La Audiencia Provincial de Madrid juzga a partir de este lunes a cinco supuestos integrantes de una banda dedicada a robar bancos a punta de pistola en la capital, a los que la Policía sorprendió en abril de 2016 cuando se disponían a atracar una sucursal, y para los que la Fiscalía pide penas que oscilan entre los diecinueve años y seis meses de prisión y dos años y medio de cárcel, según su participación en los hechos.
Los cinco procesados sentarán en el banquillo de los acusados por la presunta comisión de los delitos de grupo criminal, robo con intimidación, detención ilegal y tenencia ilícita de armas.
Tres de los acusados -Miguel Ángel R.M., Juan Carlos G.C. y Juan Carlos R.B.- contaban con antecedentes penales por delitos similares, por lo que se enfrentaran a las penas más elevadas.
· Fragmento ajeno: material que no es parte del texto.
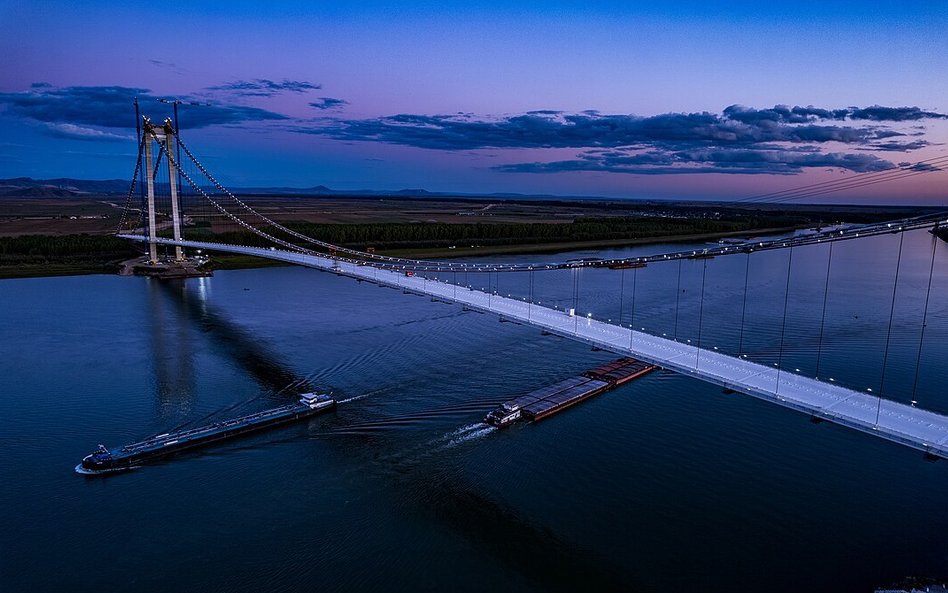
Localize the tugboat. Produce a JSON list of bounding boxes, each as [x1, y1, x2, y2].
[[76, 393, 336, 475], [484, 402, 520, 428]]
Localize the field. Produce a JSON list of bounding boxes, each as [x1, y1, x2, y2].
[[0, 195, 932, 278]]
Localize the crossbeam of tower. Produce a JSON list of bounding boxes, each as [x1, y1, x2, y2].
[[141, 117, 185, 264]]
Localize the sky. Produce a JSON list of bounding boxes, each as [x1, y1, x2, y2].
[[0, 0, 948, 205]]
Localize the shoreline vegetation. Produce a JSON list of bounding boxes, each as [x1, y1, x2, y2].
[[0, 194, 932, 279], [0, 224, 828, 279]]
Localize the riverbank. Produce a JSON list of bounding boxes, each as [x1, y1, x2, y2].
[[0, 225, 808, 280]]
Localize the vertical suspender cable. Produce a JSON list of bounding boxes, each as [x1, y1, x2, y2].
[[912, 227, 938, 406], [527, 270, 533, 321], [695, 259, 708, 371], [737, 251, 750, 357], [816, 241, 834, 379], [675, 258, 681, 341], [776, 243, 793, 394], [629, 267, 639, 349], [876, 231, 905, 426]]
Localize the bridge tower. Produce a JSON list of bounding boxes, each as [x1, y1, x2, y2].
[[142, 117, 186, 265]]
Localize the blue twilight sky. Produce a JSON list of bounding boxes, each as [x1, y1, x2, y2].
[[0, 0, 948, 204]]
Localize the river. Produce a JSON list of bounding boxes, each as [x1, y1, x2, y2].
[[0, 231, 948, 593]]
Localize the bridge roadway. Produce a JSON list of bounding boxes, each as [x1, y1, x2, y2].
[[130, 235, 948, 459]]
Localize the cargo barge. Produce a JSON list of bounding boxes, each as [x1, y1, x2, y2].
[[484, 358, 656, 428], [76, 393, 336, 475]]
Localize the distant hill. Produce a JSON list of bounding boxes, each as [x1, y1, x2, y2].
[[0, 177, 129, 198], [0, 177, 572, 200]]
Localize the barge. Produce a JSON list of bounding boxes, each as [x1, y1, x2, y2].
[[76, 393, 336, 475], [484, 358, 656, 428]]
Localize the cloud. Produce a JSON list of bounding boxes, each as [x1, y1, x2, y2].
[[297, 105, 944, 150], [724, 105, 948, 124], [294, 105, 946, 174], [44, 122, 135, 142], [0, 86, 289, 128], [849, 105, 948, 121], [207, 78, 323, 97], [494, 148, 895, 175], [309, 97, 349, 109]]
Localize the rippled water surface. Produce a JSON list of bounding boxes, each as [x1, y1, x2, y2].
[[0, 232, 948, 593]]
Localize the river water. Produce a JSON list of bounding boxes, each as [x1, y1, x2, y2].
[[0, 232, 948, 593]]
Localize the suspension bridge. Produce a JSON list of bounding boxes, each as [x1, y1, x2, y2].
[[118, 118, 948, 459]]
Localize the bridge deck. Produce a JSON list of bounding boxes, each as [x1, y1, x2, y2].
[[124, 235, 948, 459]]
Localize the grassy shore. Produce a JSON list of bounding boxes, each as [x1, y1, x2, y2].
[[0, 225, 806, 279]]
Según el escrito de acusación provisional, el 22 de enero de 2016 Miguel Ángel y Juan Carlos G.C. se dirigieron a la sucursal de Bankia situada en la calle Villalobos de Madrid con los rostros cubiertos y sorprendieron y obligaron a uno de los empleados, a punta de pistola, a quitar la alarma.
Al ver que llegaba otro trabajador, Juan Carlos le apuntó con el arma y le obligó a abrir el cuarto interior de los cajeros, donde le mantuvo tumbado boca abajo y con las manos atadas, al tiempo que Miguel Ángel esperaba dentro de la entidad a que finalizaran los retardos de la caja fuerte para poder abrirla.
En ese golpe los atracadores lograron apoderare de 11.090 euros, 4.562 dólares y 100 eslotis polacos.
Agentes de la Policía Nacional comenzaron una investigación derivada en la que comprobaron que esos dos sospechosos y un tercero -Juan Carlos R.B.- estaban relacionados con otros atracos junto a otras dos compinches.
En el marco de dicha operación la Policía comprobó que los procesados estaban realizando labores de vigilancia y control sobre otras entidades bancarias a fin de «controlar los horarios labores así como la llegada de las sacas de dinero a las sucursales».
El 11 de abril de 2016, «ante la certeza de que los acusados iban a cometer un robo con violencia e intimidación», los agentes montaron un dispositivo en torno a una sucursal de Bankia en la calle cardenal Siliciedo y sobre las cinco y media de la tarde sorprendieron a los acusados circulando armados en un coche por la zona.